La réponse ci-dessus est correcte. Pour référence, voici un code R élaboré élaboré pour le calculer. J'ai la liberté d'ajouter une interception, car vous en voulez probablement une.
## make some data
set.seed(1234)
N <- 2000
x1 <- rnorm(N)
x2 <- rnorm(N)
## create linear predictor
lpred <- 0.5 + 0.5 * x1 + 0.25 * x2
## apply inverse link function
ey <- 1/(1 + exp(-lpred))
## sample some dependent variable
y <- rbinom(N, prob=ey, size=rep(1,N))
dat <- matrix(c(x1, x2, y), nrow=N, ncol=3)
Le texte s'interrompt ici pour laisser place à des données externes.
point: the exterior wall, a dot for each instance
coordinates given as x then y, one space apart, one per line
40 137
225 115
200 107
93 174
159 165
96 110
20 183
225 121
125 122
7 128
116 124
colnames(dat) <- c('x1', 'x2', 'y')
Construisez maintenant une fonction de vraisemblance logarithmique à maximiser, en l'utilisant ici dbinom
parce qu'elle est là, et en additionnant les résultats
## the log likelihood function
log.like <- function(beta, dat){
lpred <- beta[1] + dat[,'x1'] * beta[2] + dat[,'x2'] * beta[2]**2
ey <- 1/(1 + exp(-lpred))
sum(dbinom(dat[,'y'], prob=ey, size=rep(1,nrow(dat)), log=TRUE))
}
et ajuster le modèle par maximum de vraisemblance. Je n'ai pas pris la peine d'offrir un dégradé ou de choisir une méthode d'optimisation, mais vous voudrez peut-être faire les deux.
## fit
res <- optim(par=c(1,1), ## starting values
fn=log.like,
control=list(fnscale=-1), ## maximise not minimise
hessian=TRUE, ## for SEs
dat=dat)
Jetez maintenant un œil aux résultats. Les estimations des paramètres ML et les SE asymptotiques sont:
## results
data.frame(coef=res$par,
SE=sqrt(diag(solve(-res$hessian))))
qui devrait être
## coef SE
## 1 0.4731680 0.04828779
## 2 0.5799311 0.03363505
ou il y a un bug (ce qui est toujours possible).
Les mises en garde habituelles concernant les erreurs standard dérivées de la Hesse s'appliquent.